Some of Henryk Gorecki’s closest collaborators were the members of the Kronos Quartet. He composed all three of his string quartets for Kronos. As it happens, when the composer passed away yesterday, the group was in Poland. Late yesterday, David Harrington, Kronos’ first violinist, released the following statement:
“The three string quartets Henryk Górecki wrote for Kronos are a totally unique
body of work. With ‘Already it is Dusk’, Quasi Una Fantasia’ and ‘…songs are
sung’, Górecki extended a tradition that includes Bach and Beethoven, among
many others. When we rehearsed with Henryk, the experience was as close as
we have ever been to witnessing the raw, impassioned core in the heart of
Europe’s great invention: the string quartet. When he demonstrated phrases on
the piano for us I was always reminded of Beethoven: his fortes were shattering,
his pianissimos unfathomably inward.

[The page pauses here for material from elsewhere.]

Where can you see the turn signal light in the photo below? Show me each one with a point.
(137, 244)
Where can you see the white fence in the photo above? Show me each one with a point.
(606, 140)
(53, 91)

From us, he always wanted as much as
our bows could handle and more.
“Górecki represented a totally independent voice. He only listened inward.
There was no amount of pressure that ever pulled him away from his ideals. He
was known for his cancellations, as even the Pope discovered. Kronos waited 12
years for a piece that was so personal he couldn’t let it out of his sight until the
right moment mysteriously arrived. And I always loved him more for that
devotion to his muse.
“I learned that Henryk was a skilled furniture maker known for his beautiful
chairs. I once asked him if he would consider making me a chair. He said,
‘David, you can have the chair or you can have String Quartet #4. You choose.’ I
chose String Quartet #4. But it looks like I will have to wait.
“There is no one who can replace Henryk Górecki in the world of music. Many
others have created beautiful, passionate, even exalted music. But Henryk found
a way forward and beyond, through thickets of styles and fashions, that
resonates of the single human being in communion with the power of the
Universe. I miss him immensely.”
David Harrington
November 12, 2010
Wroclaw, Poland
“While the composer has denied a direct program for the work, it’s frequently been linked with the experiences of the Polish people under German occupation during the Second World War; in particular, with the Holocaust.”
Dr Carey, while this description could be technically correct if one follows those scholars who consider the Hebrew-rooted concept of “Holocaust” to include — among others — non-Germanic peoples, especially Poles and Slavic peoples in general and Romani, as well as European Jews, it is, I think, also open to misinterpretation.
Throughout the 1960s (and perhaps late 1950s), Gorecki developed ideas and/or sketches for a memorial to the victims of Auschwitz which was located near his home in southern Poland (and which was the camp where an aunt died — his grandfather having died in Dachau near Munich and a third close relative in another camp elsewhere). However, when he was asked to complete this project and to have the work performed at a memorial service at Auschwitz he stopped working on it. His colleague Penderecki, however, did complete his “Dies Irae” short oratorio – based upon Latin and Greek texts — which was presented at an Auschwitz memorial concert during the same period.
Whether Gorecki, in fact, ‘continued that Auschwitz work in new guise’ in 1976, as has been described elsewhere, is, I believe, open to question, given the transition of his modernist musical language (partially serial to chromatic/modal) and his memorial focus between the 1960s and 1976, and also his choice of the Polish language for his 1976 masterpiece.
It is well known that the germs of his Symphony #3 are texts from the 15th-century “Holy Cross Lament”, an inscription by an 18 year old female Polish Catholic dissident imprisoned by the Gestapo in Zakopane south of Krakow, and an ethnic Polish folk song which speaks of warfare and a mother crying over her dead son — especially the last.
Referring to his Symphony and his aborted Auschwitz project, Gorecki is quoted as saying “It came to my mind to write some similar songs for soprano and orchestra.” However, his Symphony would not, I imagine, have been critically or culturally well received as an Auschwitz or Holocaust memorial work in, say 1968. The work today is, I believe, seen less as a Holocaust (however interpreted) work, than as an anti-German fascist and more universal anti-war work (with the texts and contexts of the last two movements trumping the Polish Catholic opening text). These are important distinctions to consider, I believe, as we each think about the music of the past third of a century.
Garrett,
I think he’s talking about the overall chamber music tradition of Western classical music: not the quartet repertoire exclusively. Bach didn’t write string quartets, but he certainly did write a lot of great chamber music.
I agree with Christian Carey that we shouldn’t distract ourselves with meaningless details in light of this sad occasion, but I am a little confused by something Mr. Harrington said in his quote.
Forgive me if I misunderstood, but did he imply Bach wrote string quartets?